Bury Tomorrow präsentieren sich nämlich auf „Cannibal“ viel roher und viel echter als zuvor. Man könnte zwischenzeitlich fast meinen, man lausche einem sehr gut aufgenommenen Live-Album, wobei musikalische Hintergrund-Spielereien auf ein Minimum beschränkt sind. Genau diese rohe, ehrliche Ader passt hervorragend zu dem Inhalt der Platte.
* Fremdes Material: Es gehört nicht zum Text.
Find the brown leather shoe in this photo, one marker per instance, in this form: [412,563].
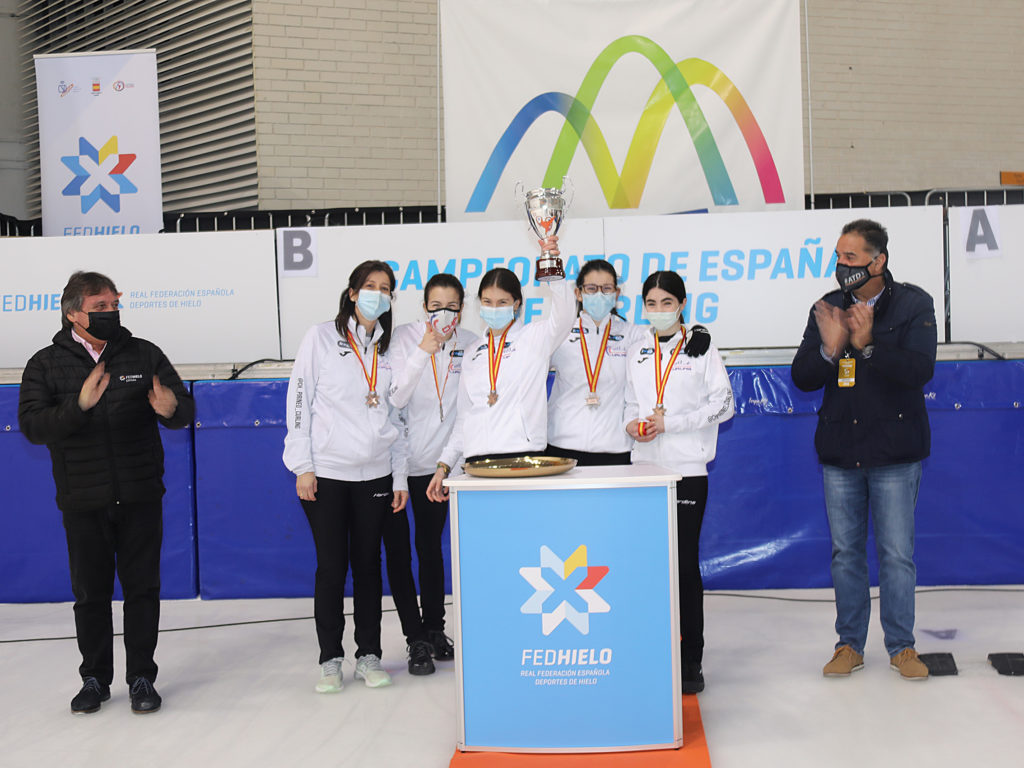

Die Texte sind persönlich; Der wohl wichtigste Aspekt, warum das Album aus der Diskografie heraussticht. Frontmann Daniel „Dani“ Winter-Bates nutzt „Cannibal“ als offenen Brief und lässt die Zuhörer*innen ganz frei an seiner Gedankenwelt teilhaben. Er hofft damit nicht nur eine Therapie für sich, sondern auch für die Zuhörer*innen zu bieten, um auch deren seelische Gesundheit zu stärken.
„Cannibal“ als Fortsetzung der „Safe Spaces“
Schon während der letzten Tour in England organisierte der Frontmann die sogenannten „Safe Spaces“, um im kleinen Kreis mit Fans über Mental Health ins Gespräch zu kommen. Die Aktion wurde gut angenommen. Das Album weitet das Konzept von einem Haufen Fans auf alle Zuhörer*innen aus. Die Intention hinter diesem neu geschaffenen Dialog ist es, seine Geschichten, seine dunkelsten Momente und Erinnerungen zu teilen. So sollen andere ermutigt werden, sich zu öffnen. Der erste Schritt zur seelischen Gesundheit ist nämlich immer der Dialog. Insgesamt 11 Lieder und ca. 42 Minuten behandeln also nun allesamt Themen, die sich um die menschliche Psyche drehen.
So geht es in „Choke“ und dem Titeltrack „Cannibal“ um auffressende Gedanken bezüglich seines eigenes Handelns und der Meinung anderer. Zeilen wie „Trapped inside my head“ und „I’m not sorry for the things I’ve done“ zeigen den inneren Kampf zwischen Sorge und Akzeptanz auf. Mit „Dark Infinite“ beschreibt Dani den eigenen Kopf als unheimlichen, unangenehmen Ort. Die Message des Liedes ist es, dass es wichtig ist zu verstehen, warum und wie der eigene Verstand funktioniert. Doch das ist extrem schwer: „I came here wanting this to change, it haunts me all the same“.
Außerdem thematisieren „Better Below“, „Imposter“ und „Agonist“ die Unsicherheit mit dem eigenen Selbst. Wichtig dabei: Man selbst zu sein und zu sich selbst zu stehen. Es ist zwar völlig normal, dass man selbst oft sein größter Kritiker ist, man darf mit Selbstkritik jedoch nicht seine Zeit verschwenden: „Time misspent for a life in agony“. Mit „Please Imposter can’t you tell that I’m spinning in this hell“ adressiert Dani zudem direkt das Imposter-Syndrom. Menschen, die darunter leiden, haben oft das Gefühl nicht gut genug sowie fehl am Platz zu sein, obwohl die betroffenen Personen entsprechende Qualifikationen besitzen.
Durch den Dialog zu einem persönlichen Meisterwerk
Während der Arbeiten an dem Album traten Bury Tomorrow selber in einen ausgiebigen Dialog über ihre Gedanken und Gefühle. So konnten sich die anderen vier Musiker besser in Winter-Bates hineinversetzen und auf gleicher Ebene an den Songs arbeiten. Das Ergebnis kann sich sehen lassen. „Cannibal“ ist ein Meisterwerk mit extrem persönlichem Hintergrund. Es sticht mit seinem rohen Sound und der intensiven Mental Health Thematik aus den anderen Alben hervor. Es gehört Mut dazu sich derart zu öffnen. Das Album zeigt jedoch: Es lohnt sich. „Cannibal“ wird sicherlich vielen Fans helfen, das Gespräch zu suchen und ihre psychische Gesundheit zu stärken.